Luo Zhipeng, He Yazhou, Xue Yanbing, Wang Hongjun, Hauskrecht Milos, Li Tianrui
School of Computing and Artificial Intelligence, Southwest Jiaotong University, Chengdu 611756, China.
Department of Oncology, West China School of Public Health and West China Fourth Hospital, Sichuan University, Chengdu 610041, China.
IEEE Trans Hum Mach Syst. 2023 Jun;53(3):581-589. doi: 10.1109/thms.2023.3252815. Epub 2023 Mar 23.
Learning classification models in practice usually requires numerous labeled data for training. However, instance-based annotation can be inefficient for humans to perform. In this article, we propose and study a new type of human supervision that is fast to perform and useful for model learning. Instead of labeling individual instances, humans provide supervision to data , which are subspaces of the input data space, representing subpopulations of data. Since labeling now is performed on a region level, 0/1 labeling becomes imprecise. Thus, we design the region label to be a assessment of the class proportion, which coarsely preserves the labeling precision but is also easy for humans to do. To identify informative regions for labeling and learning, we further devise a process that recursively constructs a region hierarchy. This process is semisupervised in the sense that it is driven by both active learning strategies and human expertise, where humans can provide discriminative features. To evaluate our framework, we conducted extensive experiments on nine datasets as well as a real user study on a survival analysis of colorectal cancer patients. The results have clearly demonstrated the superiority of our region-based active learning framework against many instance-based active learning methods.

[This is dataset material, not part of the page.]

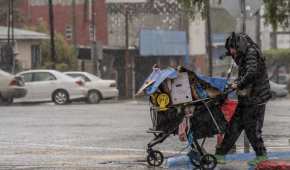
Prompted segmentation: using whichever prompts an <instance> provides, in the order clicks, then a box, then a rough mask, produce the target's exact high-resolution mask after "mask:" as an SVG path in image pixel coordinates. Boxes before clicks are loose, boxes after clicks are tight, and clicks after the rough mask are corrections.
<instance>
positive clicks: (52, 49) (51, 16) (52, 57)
mask: <svg viewBox="0 0 290 170" xmlns="http://www.w3.org/2000/svg"><path fill="white" fill-rule="evenodd" d="M48 7H49V11H48V15H49V28H50V53H51V60H52V62H53V65H52V68H53V69H55V64H56V55H55V44H54V13H53V4H52V0H48Z"/></svg>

在实际中学习分类模型通常需要大量的标注数据用于训练。然而,基于实例的标注对于人类来说可能效率低下。在本文中,我们提出并研究了一种新型的人工监督方式,它执行速度快且对模型学习有用。人类不再对单个实例进行标注,而是对数据的子空间进行监督,这些子空间是输入数据空间的子空间,代表数据的子群体。由于现在是在区域级别进行标注,0/1标注变得不精确。因此,我们将区域标签设计为对类别比例的一种评估,它大致保留了标注精度,但对人类来说也很容易操作。为了识别用于标注和学习的信息丰富的区域,我们进一步设计了一个递归构建区域层次结构的过程。这个过程在某种意义上是半监督的,因为它由主动学习策略和人类专业知识共同驱动,人类可以提供有区分性的特征。为了评估我们的框架,我们在九个数据集上进行了广泛的实验,并对结直肠癌患者的生存分析进行了一项实际用户研究。结果清楚地证明了我们基于区域的主动学习框架相对于许多基于实例的主动学习方法的优越性。